May Par Doc “Supervise” For Out-of-Network Rates?

Dear Jennifer,
In a group practice situation where a provider is not credentialed by an insurance company and does not wish to bill as an "out of network" provider, is it acceptable for another provider to "supervise" the non-credentialed provider and to bill under the supervising provider's id number?

Thank you.

There are multiple components to this question, but our answer is limited to the Billing and Legal Perspective, which follow:

Billing Perspective - Bert Lurch, President of E Central Medical Management explains that from the billing standpoint each insurer has different policies, and therefore in some instances, a practice may get paid if a “supervising” provider bills for the service. More specifically, some plans will process a claim without the rendering provider’s information on the claim; such a claim could be billed and paid with only the billing provider information. Other plans will pay claims with the group NPI information as the rendering provider. Conversely, a plan may process a claim in-network if the plan’s systems are capable of cross-walking the participating billing provider’s NPI to the non-participating rendering provider. In other instances, if a non-participating rendering provider is listed on the claim anywhere, the claim will be paid out of network as these plans do not recognize groups as participating providers. To contact Bert with any billing or credentialing questions call (718) 525-8567 or email

Legal Perspective - While the above described claims may be paid, you may be committing insurance fraud by knowingly or intentionally submitting false or misleading claims.

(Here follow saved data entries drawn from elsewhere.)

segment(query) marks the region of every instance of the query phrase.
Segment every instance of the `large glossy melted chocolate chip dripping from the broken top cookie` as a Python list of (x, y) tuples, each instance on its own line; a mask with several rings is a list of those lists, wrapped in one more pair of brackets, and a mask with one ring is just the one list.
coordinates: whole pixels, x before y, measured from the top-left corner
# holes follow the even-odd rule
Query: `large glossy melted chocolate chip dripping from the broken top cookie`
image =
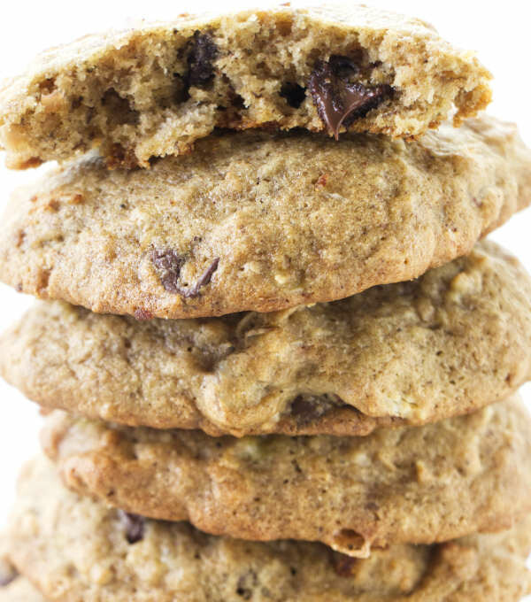
[(354, 120), (365, 117), (392, 93), (387, 85), (368, 88), (356, 81), (358, 76), (358, 66), (341, 56), (332, 56), (327, 62), (319, 60), (310, 75), (313, 102), (336, 140), (342, 126), (348, 127)]

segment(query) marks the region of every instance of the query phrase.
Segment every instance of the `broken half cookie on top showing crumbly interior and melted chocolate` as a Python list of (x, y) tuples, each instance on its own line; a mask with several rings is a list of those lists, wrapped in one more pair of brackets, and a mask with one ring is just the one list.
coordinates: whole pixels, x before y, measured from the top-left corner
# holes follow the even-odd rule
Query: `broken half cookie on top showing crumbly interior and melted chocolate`
[(94, 146), (149, 166), (214, 127), (411, 137), (475, 115), (489, 79), (433, 27), (366, 6), (183, 15), (44, 52), (0, 89), (0, 143), (24, 168)]

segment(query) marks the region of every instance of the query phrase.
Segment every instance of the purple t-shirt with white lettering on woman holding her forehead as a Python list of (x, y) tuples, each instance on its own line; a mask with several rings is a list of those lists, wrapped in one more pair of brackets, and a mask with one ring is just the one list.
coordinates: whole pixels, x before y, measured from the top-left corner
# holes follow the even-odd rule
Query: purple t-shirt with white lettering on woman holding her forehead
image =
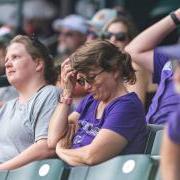
[(90, 144), (100, 129), (109, 129), (128, 140), (121, 154), (142, 153), (146, 140), (146, 122), (141, 101), (135, 93), (129, 93), (110, 102), (101, 119), (96, 119), (100, 101), (87, 95), (77, 108), (80, 128), (73, 139), (73, 148)]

The first cause for concern as to why the claims may be false or misleading is that a participating provider’s billing practices are governed by contract. If you have agreed to participate with an insurer, then you have likely entered into a written contract with the insurer that establishes requirements for, amongst other things, how you should bill and what your reimbursement will be for rendering services to the insurer’s insureds. Theoretically, in exchange, your practice will benefit from referrals from the insurer. The above question contemplates involving an additional practitioner in treatment for “supervisory” purposes, presumably, only to manipulate billing. Such activity, while seemingly harmless, is tantamount to insurance fraud. Only practitioners actually involved in treatment should be reflected on medical or billing documentation.

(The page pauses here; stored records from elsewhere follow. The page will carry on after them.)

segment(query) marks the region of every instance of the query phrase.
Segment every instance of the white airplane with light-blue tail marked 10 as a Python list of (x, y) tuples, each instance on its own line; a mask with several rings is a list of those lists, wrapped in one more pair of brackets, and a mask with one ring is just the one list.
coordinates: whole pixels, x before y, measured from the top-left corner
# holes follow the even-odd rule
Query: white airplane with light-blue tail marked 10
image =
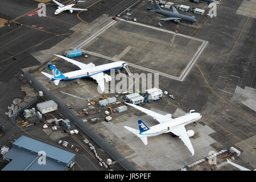
[(93, 63), (84, 64), (84, 63), (80, 63), (79, 61), (69, 59), (68, 57), (64, 57), (60, 55), (55, 55), (55, 56), (58, 56), (61, 59), (68, 61), (69, 63), (75, 64), (77, 67), (80, 68), (80, 70), (77, 70), (77, 71), (61, 73), (59, 69), (57, 69), (54, 65), (51, 65), (52, 63), (49, 62), (46, 67), (51, 68), (52, 75), (45, 72), (41, 72), (41, 73), (43, 73), (43, 75), (50, 78), (50, 80), (53, 81), (55, 85), (59, 85), (60, 81), (71, 81), (79, 78), (91, 77), (97, 81), (101, 91), (104, 92), (104, 89), (105, 89), (104, 80), (106, 82), (109, 82), (112, 80), (111, 76), (107, 74), (104, 75), (105, 72), (109, 72), (112, 69), (114, 70), (128, 69), (127, 68), (128, 65), (125, 61), (117, 61), (114, 63), (95, 66)]

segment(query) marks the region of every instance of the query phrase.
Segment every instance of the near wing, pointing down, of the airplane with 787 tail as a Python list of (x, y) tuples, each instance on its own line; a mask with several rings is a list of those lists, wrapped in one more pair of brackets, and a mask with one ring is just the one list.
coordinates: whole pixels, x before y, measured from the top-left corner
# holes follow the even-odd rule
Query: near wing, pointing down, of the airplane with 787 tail
[(184, 142), (185, 146), (188, 147), (188, 150), (192, 153), (192, 155), (195, 154), (194, 148), (188, 137), (187, 130), (185, 129), (184, 125), (177, 126), (174, 129), (171, 129), (171, 133), (177, 135), (181, 139), (181, 141)]

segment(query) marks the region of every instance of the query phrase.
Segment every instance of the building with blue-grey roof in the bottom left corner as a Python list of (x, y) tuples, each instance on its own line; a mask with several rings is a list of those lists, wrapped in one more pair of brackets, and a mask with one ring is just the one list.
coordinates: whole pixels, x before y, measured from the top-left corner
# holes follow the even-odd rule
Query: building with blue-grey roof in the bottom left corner
[[(39, 162), (41, 151), (46, 155), (45, 164)], [(75, 164), (75, 156), (72, 152), (21, 136), (3, 156), (10, 162), (2, 171), (65, 171)]]

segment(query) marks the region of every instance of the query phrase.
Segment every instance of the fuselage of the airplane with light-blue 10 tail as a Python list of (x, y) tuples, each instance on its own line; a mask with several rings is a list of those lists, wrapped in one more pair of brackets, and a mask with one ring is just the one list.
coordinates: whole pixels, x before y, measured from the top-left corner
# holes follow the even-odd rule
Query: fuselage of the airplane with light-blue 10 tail
[[(109, 72), (111, 69), (122, 69), (122, 68), (125, 68), (126, 66), (127, 66), (127, 63), (125, 61), (117, 61), (114, 63), (98, 65), (92, 68), (80, 69), (77, 71), (63, 73), (63, 75), (66, 78), (63, 78), (60, 81), (71, 81), (71, 80), (76, 80), (78, 78), (90, 77), (90, 76), (96, 75), (97, 73)], [(51, 80), (53, 81), (56, 79), (52, 78)]]

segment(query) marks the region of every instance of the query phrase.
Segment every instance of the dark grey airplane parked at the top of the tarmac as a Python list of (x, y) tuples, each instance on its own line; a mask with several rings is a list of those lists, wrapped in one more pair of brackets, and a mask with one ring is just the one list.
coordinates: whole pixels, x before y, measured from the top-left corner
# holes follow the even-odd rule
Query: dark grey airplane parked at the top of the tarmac
[(164, 16), (168, 17), (168, 18), (162, 18), (160, 20), (164, 20), (164, 21), (165, 20), (174, 20), (174, 22), (176, 22), (176, 23), (180, 23), (180, 20), (183, 20), (183, 21), (189, 22), (191, 24), (196, 22), (196, 19), (192, 16), (179, 14), (174, 6), (172, 6), (172, 12), (171, 12), (171, 11), (167, 11), (167, 10), (162, 10), (160, 8), (160, 6), (158, 5), (158, 3), (156, 3), (155, 0), (153, 0), (153, 3), (154, 3), (154, 8), (148, 9), (148, 10), (154, 11), (160, 15), (164, 15)]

Additionally, licensure exposure may lie with the treating and the “supervising” physician for representing “services” performed, when in fact no services were rendered. Also, to add another log on the fire, if such activity were interpreted as tantamount to fraud, or viewed as intentional, you may be in breach of your participating provider contract, and also, viewed as tortiously interfering with the insured’s contract with the insurer – both actionable. Let’s also not forget our favorite risk: Audits! Remember: You are the captain of your own ship, which means, you are responsible for all services you provide and you or your practice bill on your behalf.